Land premium struggle

The government derives a fifth of its annual revenues from land premiums to convert agricultural land to residential or commercial use. The “agricultural” classification is simply a restriction on building; it does not imply farming activity. The negotiations on lease modification are complex, time-consuming, and can take years, even half a decade, for approval. 

The premium is levied on the projected increase in land value after lease modification. Depending on the property cycle, the developer may choose not to commit construction. Lau calls attention to the 100 million sq ft (929 hectares) in the New Territories locked up between four major developers: Henderson (over 40 million), Sun Hung Kai (over 20 million), New World (over 20 million) and Cheung Kong (10 million). 

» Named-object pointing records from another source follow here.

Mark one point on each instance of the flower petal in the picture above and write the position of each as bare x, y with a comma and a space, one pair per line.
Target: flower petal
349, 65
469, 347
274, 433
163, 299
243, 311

About 2,400 hectares of ancestral or Tso/Tong land comprise fragmented plots with irregular borders as “land assembly” is not completed, Lau said. “That’s why the government is stepping up land assembly for more complete and sizeable land redevelopment. Without consolidation, they can only build very low-density residences. The land isn’t best utilized,” he added.

Pushback from special interest groups further delays the housing development process. Groups and individuals can lodge objections to the Town Planning Board. Residents may not want a particular facility relocated near them, or green groups may object to removal of a green belt. The consultation procedure is inefficient and duplicated, says Lau. “Everyone comes into the hearing session voicing their opinions, but many objections pertain to the same issue.” 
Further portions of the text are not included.